Electron beam physical vapor deposited YbGYZ thermal barrier coatings: Phase stability, thermo-physical properties and thermal shock behavior

Abstract

The rare earth oxide ceramics designed as 5.5 wt% Yb2O3-4.5 wt% Gd2O3-12 wt% Y2O3-78 wt% ZrO2 (YbGYZ) is a candidate material for thermal barrier coating (TBC) which will be suitable for application at higher temperatures. YbGYZ ceramic powders and bulks are fabricated by solid-state synthesis at temperatures above 1673 K, whose powders still have no phase transformation and exhibit excellent thermal stability despite long-term heat treatment at two different temperatures. In the temperature range from room temperature to 1573 K, the averaged coefficient of thermal expansion of YbGYZ ceramic bulk is 11.12 × 10−6 K−1, which meets the demand of novel ceramic materials of TBCs.

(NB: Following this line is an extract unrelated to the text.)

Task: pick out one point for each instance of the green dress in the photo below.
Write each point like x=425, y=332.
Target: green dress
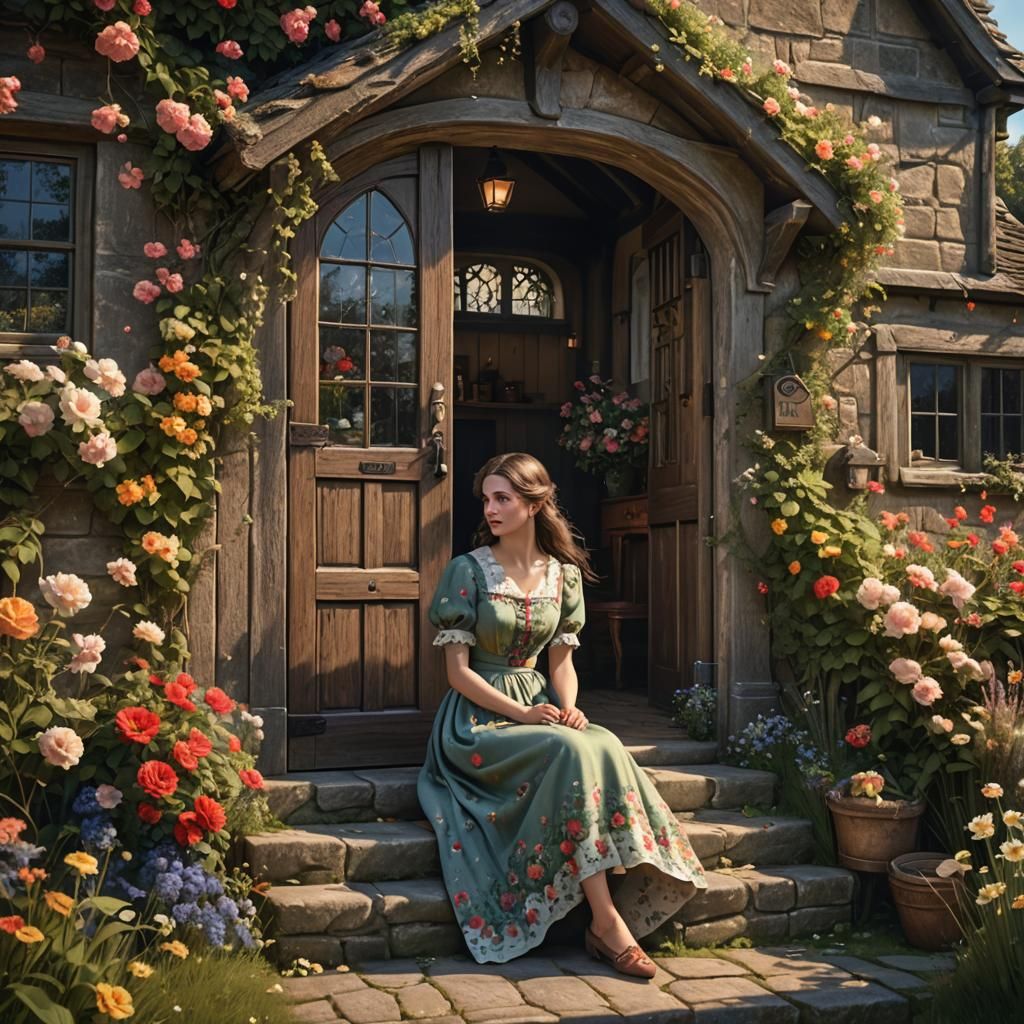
x=523, y=813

Meanwhile, the averaged thermal diffusivity and thermal conductivity of YbGYZ ceramics are approximately 2.3% and 7.6% lower than those of the conventional YSZ bulk material respectively. The YbGYZ ceramic coatings are directly manufactured on the surface of (Ni, Pt)Al bond coat by means of electron beam physical vapor deposition (EB-PVD), whose phase structure consists primarily of cubic phase with co-existing of excess Y2O3 and ZrO2. A large number of regularly distributed “mud-like” microcracks appear on the surface of YbGYZ ceramic coating when it has experienced long-term thermal shock at 1373 K. The transverse microcracks originating in the ceramic coating have elongated to the interface of ceramic coat and thermally grown oxide (TGO) film that further cause the degeneration and separation of the interface. The spalling position of the YbGYZ coating where mainly occurs at the upper and lower adjacent interfaces of TGO layer. The serious rumpling, undulation, cross-linking, stress accumulation and rapid relaxation within TGO layer are the critical factors to accelerate interfacial delamination and spallation failure of YbGYZ TBCs.